The original title of this post was going to be about the value of logos that are abstract vs. ones that are representational. In other words, does it look like a squiggle or do I see something in it? The particular case I was going to use is The Prudential. The Rock of Gibraltar is a wonderful metaphor, one that perfectly illustrates the power of metaphors. Not only is it a visual metaphor but they also use it verbally — “Own a piece of the Rock” “Rock Solid” and so on in advertising campaigns for over 100 years.
Instead this has become a mystery story. How or why did Prudential rewrite their official history of logo design?
Early in my career I was a market research analyst at Ted Bates Advertising. For five years I had The Prudential (and Prudential Bache and Prudential Real Estate) as my client. Starting in 1984, and at a great cost, Prudential introduced a new logo that was a highly stylized version of the Rock of Gibraltar.
This is what it looked like:
Almost immediately the company began to have problems with their branding. Life insurance agents — the lifeblood of the company — were in an uproar about the new logo. Market research revealed that customers and prospective customers were having the same problem. There was an interesting bit of co-creation going on. People thought it looked like a piano or the wing of a new jet plane — or worse. This was true in qualitative research and in quantitative research. At the same time it scored very well on desirable attributes of modern, innovative, forward moving and so forth. On attributes it was great. In people’s minds it was, well, not a disaster, but certainly nothing to write home about.

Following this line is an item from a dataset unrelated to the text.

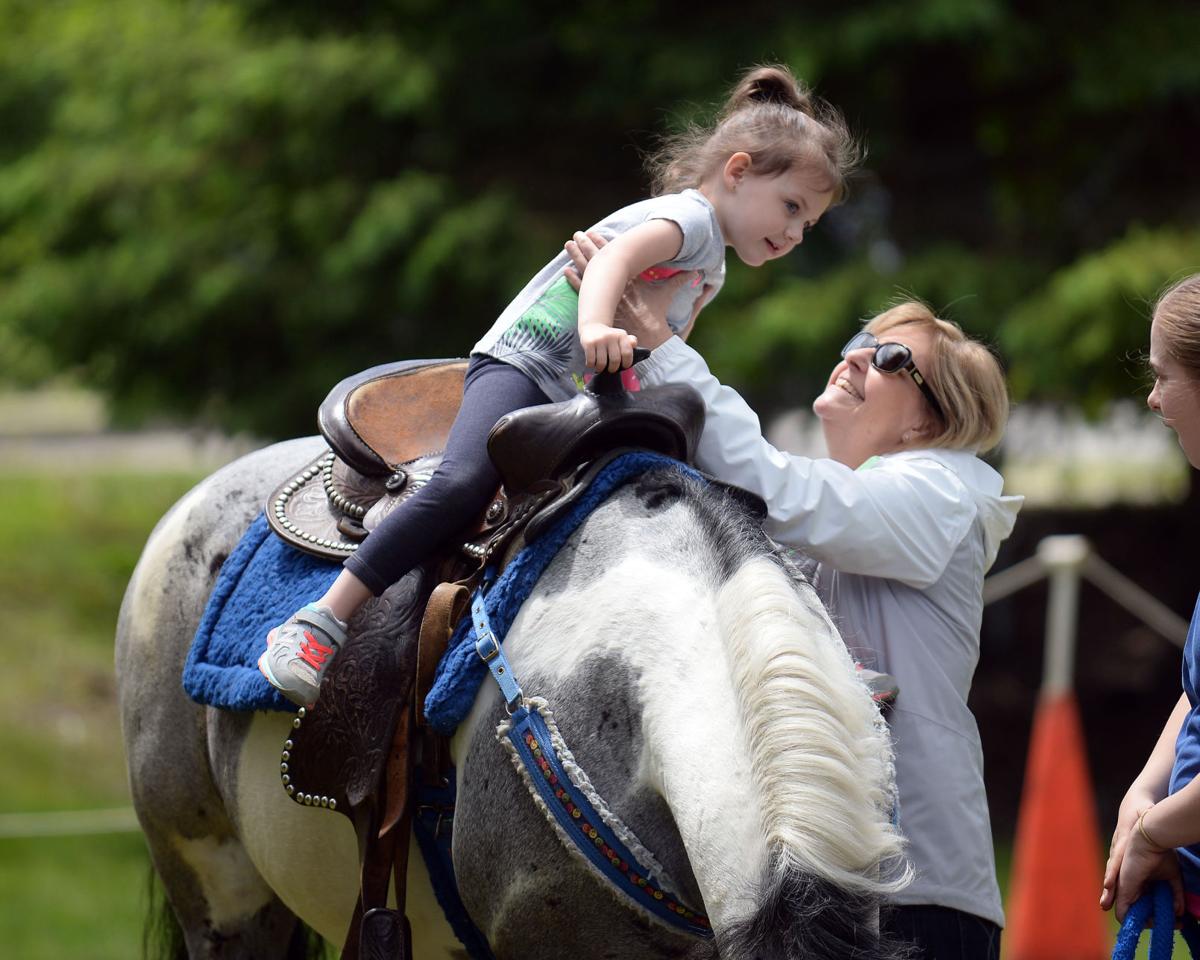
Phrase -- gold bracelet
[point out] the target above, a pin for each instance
(1141, 829)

So, again at great cost, the company set about to redesign the logo and make it more representational of the Rock of Gibraltar. Or at least of a rock of any sort. Once the new “old” logo went up, the problems went away. Quickly, quite quickly in fact, people forgot all about the short-lived abstraction.
After much looking, I finally found it at the Cooper-Hewitt website.
Now finding this wasn’t easy. In fact, if you go to the official “Rock Collection” on the Prudential website, you’ll see no trace of the 1984 version. Instead you’ll see the following history.
Which brings me back to the title of this post. Why did Prudential leave out the 1984 design? I don’t want to read minds. It may just be an innocent decision based on the amount of space they had. What would George Orwell say?